Mobile Device Security Requirements and Recommendations

Resource: SANS Securing the Human video Mobile Device Security

There are both required and recommended (optional) elements of a secure mobile device. The required elements of security (denoted throughout as “Requirement“) apply to any personally-owned, university-owned or university-issued device that accesses university data, including email.

Securing Your Device

Password protection / lock

Requirement 

See specific implementation guidelines for further details.

  • Use password protection on all mobile devices.
  • Follow the guidelines for establishing passwords as allowed by your device.
  • Configure devices to require a password for access after power on prior to initial use, and again after a short period of inactivity.
  • Configure devices to lock out further access after a number of failed password attempts.
  • Change your mobile device password at least once a year.
  • Use two-factor authentication on the device if available.
  • When an application requests permission to use features or data on your device, consider whether or not that application should have those permissions before granting them. This will help protect your device from malware.

Loss or theft protection

Prevention

Requirement

Document the serial number of your device.

Recommendation

  • Take appropriate physical security measures to prevent theft of mobile devices.
  • Never leave your mobile device unattended in a non-secure location.
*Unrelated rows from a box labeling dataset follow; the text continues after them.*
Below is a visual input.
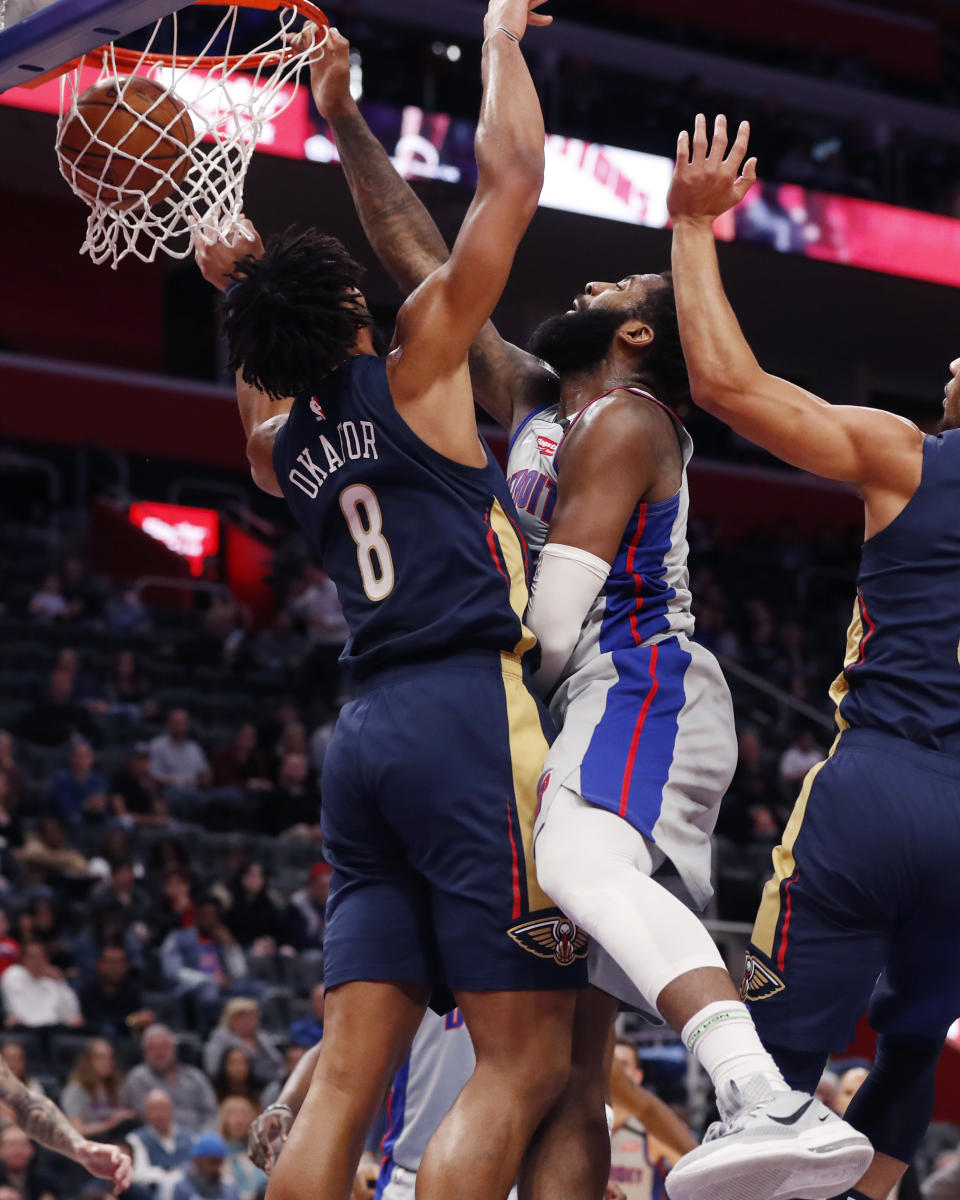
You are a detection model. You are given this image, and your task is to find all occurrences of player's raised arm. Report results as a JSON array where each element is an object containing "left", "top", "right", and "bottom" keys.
[
  {"left": 193, "top": 220, "right": 293, "bottom": 496},
  {"left": 305, "top": 22, "right": 557, "bottom": 428},
  {"left": 391, "top": 0, "right": 551, "bottom": 403},
  {"left": 667, "top": 115, "right": 923, "bottom": 504}
]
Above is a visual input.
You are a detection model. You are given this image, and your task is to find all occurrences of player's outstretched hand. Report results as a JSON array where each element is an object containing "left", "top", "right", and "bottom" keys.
[
  {"left": 667, "top": 113, "right": 757, "bottom": 223},
  {"left": 77, "top": 1141, "right": 133, "bottom": 1194},
  {"left": 484, "top": 0, "right": 553, "bottom": 41},
  {"left": 247, "top": 1109, "right": 293, "bottom": 1175},
  {"left": 294, "top": 20, "right": 353, "bottom": 121},
  {"left": 191, "top": 217, "right": 263, "bottom": 292}
]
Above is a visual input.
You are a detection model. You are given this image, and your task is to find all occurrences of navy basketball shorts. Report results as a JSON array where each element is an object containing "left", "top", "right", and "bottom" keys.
[
  {"left": 322, "top": 652, "right": 587, "bottom": 1010},
  {"left": 743, "top": 730, "right": 960, "bottom": 1056}
]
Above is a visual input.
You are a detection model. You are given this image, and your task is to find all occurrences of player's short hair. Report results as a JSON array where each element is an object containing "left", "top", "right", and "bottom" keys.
[
  {"left": 222, "top": 229, "right": 373, "bottom": 400},
  {"left": 630, "top": 271, "right": 690, "bottom": 407}
]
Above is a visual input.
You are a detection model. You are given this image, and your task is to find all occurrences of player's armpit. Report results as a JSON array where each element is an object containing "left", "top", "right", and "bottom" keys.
[
  {"left": 247, "top": 413, "right": 288, "bottom": 496},
  {"left": 470, "top": 320, "right": 560, "bottom": 433}
]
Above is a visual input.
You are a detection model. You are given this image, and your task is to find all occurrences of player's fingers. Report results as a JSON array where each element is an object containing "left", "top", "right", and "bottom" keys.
[
  {"left": 694, "top": 113, "right": 707, "bottom": 162},
  {"left": 677, "top": 130, "right": 690, "bottom": 167},
  {"left": 710, "top": 113, "right": 727, "bottom": 162},
  {"left": 727, "top": 121, "right": 750, "bottom": 170}
]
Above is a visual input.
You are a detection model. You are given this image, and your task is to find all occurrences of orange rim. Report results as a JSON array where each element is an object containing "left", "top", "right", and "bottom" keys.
[{"left": 76, "top": 0, "right": 330, "bottom": 71}]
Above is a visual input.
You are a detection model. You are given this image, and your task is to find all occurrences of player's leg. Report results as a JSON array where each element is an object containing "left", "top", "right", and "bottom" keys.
[
  {"left": 520, "top": 988, "right": 617, "bottom": 1200},
  {"left": 268, "top": 982, "right": 427, "bottom": 1200},
  {"left": 416, "top": 991, "right": 575, "bottom": 1200}
]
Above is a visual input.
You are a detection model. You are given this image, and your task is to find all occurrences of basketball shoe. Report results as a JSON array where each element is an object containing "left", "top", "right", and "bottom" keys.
[{"left": 666, "top": 1075, "right": 874, "bottom": 1200}]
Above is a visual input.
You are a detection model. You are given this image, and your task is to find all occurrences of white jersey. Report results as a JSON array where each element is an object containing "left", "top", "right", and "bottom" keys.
[
  {"left": 506, "top": 388, "right": 694, "bottom": 688},
  {"left": 506, "top": 388, "right": 737, "bottom": 912}
]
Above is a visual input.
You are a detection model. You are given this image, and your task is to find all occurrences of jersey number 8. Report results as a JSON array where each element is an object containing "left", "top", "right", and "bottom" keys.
[{"left": 340, "top": 484, "right": 395, "bottom": 600}]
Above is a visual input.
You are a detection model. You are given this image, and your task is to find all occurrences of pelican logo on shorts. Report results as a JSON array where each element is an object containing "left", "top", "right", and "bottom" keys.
[
  {"left": 506, "top": 917, "right": 587, "bottom": 967},
  {"left": 740, "top": 952, "right": 786, "bottom": 1000}
]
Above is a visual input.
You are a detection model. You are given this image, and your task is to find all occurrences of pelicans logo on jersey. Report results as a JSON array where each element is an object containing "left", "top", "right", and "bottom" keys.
[
  {"left": 506, "top": 917, "right": 588, "bottom": 967},
  {"left": 740, "top": 953, "right": 786, "bottom": 1000}
]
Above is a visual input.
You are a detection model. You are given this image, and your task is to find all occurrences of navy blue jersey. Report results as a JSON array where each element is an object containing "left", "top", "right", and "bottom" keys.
[
  {"left": 274, "top": 354, "right": 536, "bottom": 673},
  {"left": 830, "top": 430, "right": 960, "bottom": 757}
]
If the device is lost/stolen

Requirement

  • Report loss or theft of any mobile device (regardless of ownership) to your department and wireless carrier (if applicable).
  • For university-owned devices, follow the procedure for reporting lost/stolen assets: (link)
  • Immediately change any passwords saved on the device unless stored only in a secure password keeper application.

Recommendation

Initiate a remote wipe of the device if it has not been recovered in a reasonable time period to reduce the risk of exposure to university data as well as personal data.

Recovery/Tracking

Recommendation

  • Include appropriate contact information on the device. For example, put
    “If found, please call [include number]”
    on the lock screen or engrave the information on the device.
  • Set up your device-specific lost/stolen location services (e.g., GPS tracking) to assist in the recovery of the device.

Antivirus protection

Requirement

  • Install antivirus software on the device, if available.
  • Configure antivirus software to auto-update definitions in a timely manner and verify that the update mechanism is functioning correctly.

Device updates

Requirement

  • Use vendor-supported versions of your operating system and any installed applications.
  • Apply updates and patches in a timely manner.

Recommendation

  • Configure the device and the applications on it to automatically apply updates.
  • Remove applications that are no longer being used.

Securing Your Data

Access and storage

Requirement

Comply with the data security restrictions applicable to the data you are accessing from or storing on your mobile device.

Encryption

Requirement

Use encryption software or built-in encryption options on the device to protect sensitive University data.

Backup

Recommendation

  • Regularly back up all data on your mobile device. Consider using multiple backup mechanisms. If you travel, have a portable backup device that you can take with you (carried separately and similarly secured).
  • Make regular backups of your important data from your mobile device to a server, preferably university-managed.

Password storage

Recommendation

  • Disable remembering of passwords on your device unless required for syncing or connecting to wireless networks.
  • Use a secure password keeper application if storing passwords on your mobile device.

Data retention

Recommendation

  • Consider whether it is necessary to store data on your mobile device for the long term.
  • Remove any university data no longer being used from the device.

Securing Your Communications

Wireless network access

Requirement

Disable auto-join of newly discovered wireless networks.

Recommendation

  • Disable any wireless networking features not currently in use (Wi-Fi, Bluetooth).
  • Use VPN (https://vpn.ncsu.edu) when accessing university data over any non-university or non-secure network. This includes cable modem, DSL, 3G/4G/WiMax, off-campus Wi-Fi, and the current non-secure NOMAD wireless network.

Bluetooth devices

Requirement

Set a new value for the PIN or password when establishing a connection with a Bluetooth device instead of using the default/zero/null value if possible.

Recommendation

Secure all other wireless communications used by your device, such as infrared.

Sharing / tethering Internet connections over WiFi/Bluetooth

Requirement

  • Disable Internet sharing/tethering when not in use.
  • Set a strong password (not your Unity password) for access when tethering other devices to your mobile device over WiFi/Bluetooth.

Emerging Technologies

  • There are always new features being developed for mobile devices that have security concerns, such as Apple’s Airplay, which allows a user to share content with multimedia presentation devices over the wireless network.
  • Requirements and guidelines will need to evolve along with the technology to ensure safety and security.
  • As a result, additional requirements may be in effect if needed.